O caso do Ministério dos Transportes estourou como uma bomba, já pelas pessoas envolvidas, já pela gravidade dos fatos mencionados. Em consequência, o chefe do gabinete do ministro da pasta, um de seus assessores, o diretor-geral do Dnit, e o diretor-presidente da Valec Engenharia, salvo engano, foram afastados de suas funções no ministério pela senhora presidente da República; ao mesmo tempo, ela declarou que o ministro da pasta gozava de sua inteira confiança; não obstante, um ou dois dias depois, também o ministro se demitiu ou foi demitido, até porque seria difícil manter o chefe quando os auxiliares mais graduados são afastados de seus postos. Contudo, quem sou eu para opinar sobre o que se passa nos espaços siderais do Planalto e adjacências.
Depois disso, uma das autoridades afastadas prestou depoimento no Senado, depoimento que era aguardado com apreensões, entretanto, dizem ter sido ameno, ainda que com ares de potência para potência. A partir daí, não sei como terminará a novela.
Com esta observação, partindo dos fatos conhecidos, passo a algumas reflexões acerca da curiosa situação. Pela Constituição, o presidente da República nomeia e demite os ministros de Estado, e muitos, se não a maior parte dos funcionários, precipuamente os de mais alta hierarquia. Agora, ao que parece, esse poder presidencial está sendo questionado ou começa a ser.
O que me parece relevante, embora não tenha sido até agora, é que o partido da presidente da República não chega a ocupar cem cadeiras, o que importa em dizer que não tem maioria na Câmara baixa, que é de 513 membros, quando normalmente o governo precisa de maioria. Este é um dado, no entanto, possível no regime presidencialista, mas como os fatos ignoram as ficções. A necessidade e os interesses começam a deformar o resultado das urnas no sentido de obter deste ou daquele jeito a maioria não alcançada, para isto, pagando um preço ou sucedâneo, o que importa é contraprestação.
Não que a coligação ou o acordo me pareça irregular ou censurável, desde que, como as praxes ilustram, o pacto tenha como base um programa de ação governamental; outras vezes, a minoria sem participar do governo, lhe assegura, caso a caso, os meios de que necessita. São instrumentos que a experiência tem consagrado. Compreende-se que as coligações se formam em situações especiais. Dou apenas um exemplo, durante a guerra, o líder trabalhista Attlee esteve ao lado do conservador Churchill, este como primeiro-ministro, e só finda a guerra se desfez a companhia. Entre nós, exatamente depois da fragmentação partidária e de sua reconhecida descaracterização, as coligações adquiriram nova feição, e faz lembrar algo semelhante à compra e venda ou à locação.

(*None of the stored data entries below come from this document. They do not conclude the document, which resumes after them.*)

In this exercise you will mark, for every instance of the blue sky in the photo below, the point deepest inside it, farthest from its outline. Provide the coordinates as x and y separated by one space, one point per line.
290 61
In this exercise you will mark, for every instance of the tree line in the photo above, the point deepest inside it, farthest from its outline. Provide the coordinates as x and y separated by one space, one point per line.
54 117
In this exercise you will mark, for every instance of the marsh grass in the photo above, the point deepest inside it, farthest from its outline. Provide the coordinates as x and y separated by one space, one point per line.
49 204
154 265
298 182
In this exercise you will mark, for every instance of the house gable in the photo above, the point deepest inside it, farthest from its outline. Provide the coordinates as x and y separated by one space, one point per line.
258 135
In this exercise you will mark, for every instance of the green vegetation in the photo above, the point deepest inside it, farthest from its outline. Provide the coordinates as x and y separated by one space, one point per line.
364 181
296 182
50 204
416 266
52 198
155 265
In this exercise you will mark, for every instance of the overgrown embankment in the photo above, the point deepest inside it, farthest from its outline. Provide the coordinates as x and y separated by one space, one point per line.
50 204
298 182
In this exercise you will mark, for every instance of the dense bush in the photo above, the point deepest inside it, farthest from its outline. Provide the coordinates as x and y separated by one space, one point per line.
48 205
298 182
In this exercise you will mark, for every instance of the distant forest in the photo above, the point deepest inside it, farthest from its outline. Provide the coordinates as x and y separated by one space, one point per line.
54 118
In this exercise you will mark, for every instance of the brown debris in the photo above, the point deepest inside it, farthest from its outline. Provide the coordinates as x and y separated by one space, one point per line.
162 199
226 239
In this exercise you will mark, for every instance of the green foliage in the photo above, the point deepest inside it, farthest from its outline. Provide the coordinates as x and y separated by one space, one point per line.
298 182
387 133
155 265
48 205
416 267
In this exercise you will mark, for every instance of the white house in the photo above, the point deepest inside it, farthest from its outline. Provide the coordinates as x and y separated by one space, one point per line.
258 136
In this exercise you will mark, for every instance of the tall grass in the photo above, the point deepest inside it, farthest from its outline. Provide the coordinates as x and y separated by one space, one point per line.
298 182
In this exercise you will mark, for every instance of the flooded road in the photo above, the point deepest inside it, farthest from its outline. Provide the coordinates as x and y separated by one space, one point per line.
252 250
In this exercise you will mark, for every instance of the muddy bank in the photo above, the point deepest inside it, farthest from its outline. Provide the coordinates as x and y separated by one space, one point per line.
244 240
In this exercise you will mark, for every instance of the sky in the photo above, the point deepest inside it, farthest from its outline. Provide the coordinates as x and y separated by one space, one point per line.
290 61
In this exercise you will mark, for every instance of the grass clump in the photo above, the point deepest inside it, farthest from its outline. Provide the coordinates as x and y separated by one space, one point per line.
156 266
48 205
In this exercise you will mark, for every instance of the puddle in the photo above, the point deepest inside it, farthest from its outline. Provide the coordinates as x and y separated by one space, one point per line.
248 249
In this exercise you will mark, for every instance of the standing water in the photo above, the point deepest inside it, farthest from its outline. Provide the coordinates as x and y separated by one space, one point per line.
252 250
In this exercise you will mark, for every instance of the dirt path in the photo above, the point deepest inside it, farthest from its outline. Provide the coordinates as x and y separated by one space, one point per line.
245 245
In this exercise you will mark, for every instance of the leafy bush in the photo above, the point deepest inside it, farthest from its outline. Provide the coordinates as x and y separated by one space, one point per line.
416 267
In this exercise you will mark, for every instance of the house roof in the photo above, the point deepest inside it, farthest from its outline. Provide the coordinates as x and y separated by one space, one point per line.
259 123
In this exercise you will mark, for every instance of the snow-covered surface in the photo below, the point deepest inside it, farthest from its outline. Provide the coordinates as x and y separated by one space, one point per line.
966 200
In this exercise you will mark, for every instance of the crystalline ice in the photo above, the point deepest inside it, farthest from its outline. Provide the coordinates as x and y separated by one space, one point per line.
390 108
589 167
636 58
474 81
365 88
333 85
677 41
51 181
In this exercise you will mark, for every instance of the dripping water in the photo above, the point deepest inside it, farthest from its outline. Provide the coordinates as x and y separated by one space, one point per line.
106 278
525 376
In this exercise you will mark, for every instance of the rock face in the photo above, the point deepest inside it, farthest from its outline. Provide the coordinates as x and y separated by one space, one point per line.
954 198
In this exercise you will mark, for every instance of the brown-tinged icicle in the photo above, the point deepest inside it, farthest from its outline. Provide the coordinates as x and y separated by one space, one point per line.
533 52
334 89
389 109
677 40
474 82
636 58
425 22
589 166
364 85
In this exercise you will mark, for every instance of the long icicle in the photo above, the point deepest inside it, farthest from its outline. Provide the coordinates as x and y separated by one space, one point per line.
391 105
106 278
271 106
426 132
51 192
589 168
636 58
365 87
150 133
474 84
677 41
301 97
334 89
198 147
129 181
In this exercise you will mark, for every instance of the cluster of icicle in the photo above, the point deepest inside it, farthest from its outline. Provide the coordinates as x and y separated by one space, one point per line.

O caso atual é ilustrativo. As denúncias que envolviam o ministério vindas de várias fontes, cada uma com responsabilidades e autoridade nada desprezíveis – “Veja”, “O Estado de S. Paulo”, “Folha de S. Paulo”, “O Globo” –, parecem ter atingido só o Ministério dos Transportes e ninguém mais, e o próprio ministro, pelo menos de início, teria permanecido incólume aos desconfortantes efeitos delas resultantes. Por sua vez, o partido que foi o arrematante do ministério murmurou queixas quanto ao ato presidencial, mas adiantou que continuaria no governo a ponto de manifestar-se contra o ministro escolhido por não ser do seu agrado.
Aqui chegamos a um ponto crucial. Parece que o ministério foi objeto de uma disposição inter vivos que compromete a sua unidade imprescindível, o que evidencia a diferença do que vem ocorrendo. Enquanto isso, o que me parece particularmente grave é que a sociedade não disponha de instrumentos hábeis para manifestar-se de maneira efetiva e eficaz, aliás, os próprios mecanismos constitucionais não chegam a atuar, além disso, a tempestade nos Transportes foi gerada não só por uma revista e três jornais… Aliás, a propósito da passividade social, a memória me lembra um dirigente político, portador de nada desprezível apoio popular, do qual se dizia “rouba mas faz”. Como se vê, o problema não é novo.